Aren’t there downsides to not being passionate about your work? What about people who do boring, repetitive work who want passion?

For professional, service and blue-collar workers alike, whether people like their jobs has a great deal to do with how others treat them at work. I would argue that being treated with dignity at work is more important than having a passion for long-term satisfaction and enjoyment, and one that spans education level and career type.

So should we be cooling our passion?

The passion principle is an OK thing to pursue if you are taking a holistic approach to understanding your relationship to paid employment. It is a good idea to be reflective about the kinds of sacrifice that are made and be honest with yourself about what you want.

Of course, passion has its benefits. Being in a job aligned with one’s passion is related to increased engagement and job satisfaction. Yet, there are other ways to find job satisfaction and engagement. Enjoying the company of colleagues is one; being inspired by the organization is another. I’m not advocating that everyone should myopically pursue financial security or the highest salary they can get, even if they hate the work; rather, the book raises concerns about the risk both for individual workers and for the workforce overall, when passion becomes the central focus of career decision making and too much is sacrificed in pursuit of passion.

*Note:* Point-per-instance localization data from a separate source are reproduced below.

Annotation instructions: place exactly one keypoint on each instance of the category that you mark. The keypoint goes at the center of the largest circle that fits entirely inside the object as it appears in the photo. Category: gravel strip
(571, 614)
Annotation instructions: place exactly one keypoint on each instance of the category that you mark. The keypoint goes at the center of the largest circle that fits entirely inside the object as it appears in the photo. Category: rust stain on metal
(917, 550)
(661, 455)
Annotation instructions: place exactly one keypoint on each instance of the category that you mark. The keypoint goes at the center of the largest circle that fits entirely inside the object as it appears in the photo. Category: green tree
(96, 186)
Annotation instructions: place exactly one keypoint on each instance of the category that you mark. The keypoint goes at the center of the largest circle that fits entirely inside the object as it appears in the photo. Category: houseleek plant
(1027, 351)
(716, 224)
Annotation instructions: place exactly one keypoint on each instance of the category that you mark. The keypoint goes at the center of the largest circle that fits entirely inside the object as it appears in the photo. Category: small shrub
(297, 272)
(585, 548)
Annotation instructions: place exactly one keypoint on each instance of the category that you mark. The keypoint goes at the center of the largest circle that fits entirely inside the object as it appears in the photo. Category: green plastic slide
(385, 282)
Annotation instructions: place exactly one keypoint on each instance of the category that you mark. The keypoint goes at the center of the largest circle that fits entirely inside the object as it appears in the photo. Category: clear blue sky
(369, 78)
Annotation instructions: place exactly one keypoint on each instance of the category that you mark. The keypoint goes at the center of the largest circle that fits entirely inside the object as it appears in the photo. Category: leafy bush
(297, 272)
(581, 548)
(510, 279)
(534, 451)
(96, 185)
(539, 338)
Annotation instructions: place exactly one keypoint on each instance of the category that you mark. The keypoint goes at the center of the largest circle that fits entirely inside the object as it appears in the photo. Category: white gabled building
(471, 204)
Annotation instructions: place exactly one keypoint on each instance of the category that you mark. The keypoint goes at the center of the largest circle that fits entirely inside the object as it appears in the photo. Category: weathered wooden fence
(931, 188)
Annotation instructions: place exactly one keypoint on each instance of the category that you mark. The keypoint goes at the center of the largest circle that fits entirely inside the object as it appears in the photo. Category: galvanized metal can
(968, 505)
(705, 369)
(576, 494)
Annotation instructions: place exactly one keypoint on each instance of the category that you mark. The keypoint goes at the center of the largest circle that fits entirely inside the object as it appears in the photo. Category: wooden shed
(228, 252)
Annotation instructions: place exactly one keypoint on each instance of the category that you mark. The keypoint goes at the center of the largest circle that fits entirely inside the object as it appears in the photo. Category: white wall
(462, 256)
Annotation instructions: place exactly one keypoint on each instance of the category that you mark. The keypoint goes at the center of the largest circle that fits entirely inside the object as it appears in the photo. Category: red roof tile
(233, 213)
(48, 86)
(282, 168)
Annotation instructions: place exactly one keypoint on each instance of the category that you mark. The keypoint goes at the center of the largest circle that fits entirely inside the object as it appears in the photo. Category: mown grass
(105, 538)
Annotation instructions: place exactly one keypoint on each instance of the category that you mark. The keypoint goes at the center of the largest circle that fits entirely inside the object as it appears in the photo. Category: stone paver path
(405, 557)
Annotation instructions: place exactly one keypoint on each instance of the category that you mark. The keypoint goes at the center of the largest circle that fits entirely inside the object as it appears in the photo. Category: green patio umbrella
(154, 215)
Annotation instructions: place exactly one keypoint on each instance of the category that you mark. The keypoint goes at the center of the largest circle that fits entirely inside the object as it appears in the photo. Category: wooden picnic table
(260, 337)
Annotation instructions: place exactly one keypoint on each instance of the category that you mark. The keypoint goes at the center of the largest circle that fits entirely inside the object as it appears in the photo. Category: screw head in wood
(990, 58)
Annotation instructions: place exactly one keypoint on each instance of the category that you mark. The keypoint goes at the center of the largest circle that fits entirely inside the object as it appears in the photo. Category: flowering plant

What is your advice to scientists who feel work passion but don’t want the negative effects?

Diversify your ‘meaning-making portfolio’. Make room in your schedule for fulfilling tasks or activities that really drive you, that are exciting and interesting outside work. That’s so important, because the labour force is inherently unstable. If people put all their identity eggs in one basket, in their passion — their employment — then their job suddenly goes away, or they’re reassigned to something they’re not passionate about, that can feel like a loss of the core part of their identity. Nurturing spaces of identity outside work is especially important for graduate students and early-career STEM professionals, because the academic labour market, in particular, is uncertain.

Who will find the book useful?

I hope it’s useful and important for the research community, but also for other constituencies — undergraduate and graduate students, people in the policy space and people in organizational leadership positions. It might be helpful for those deciding what they want to do after university, for example, or who mentor or structure the experiences of people in that position, such as parents, secondary-school teachers or university administrators.

Are you still following your passion?

I’ve had to adapt how I pursue it. It has been important to recognize my own privilege and the privilege of other faculty members around me that we got lucky in pursuing our passion and have jobs that are relatively stable and well-paying, but many other people aren’t as lucky.

I’ve also had to make room in my schedule for other things I’m passionate about — playing my violin, doing a bit of dot-mandala painting and enjoying nature outside, hiking with my wife.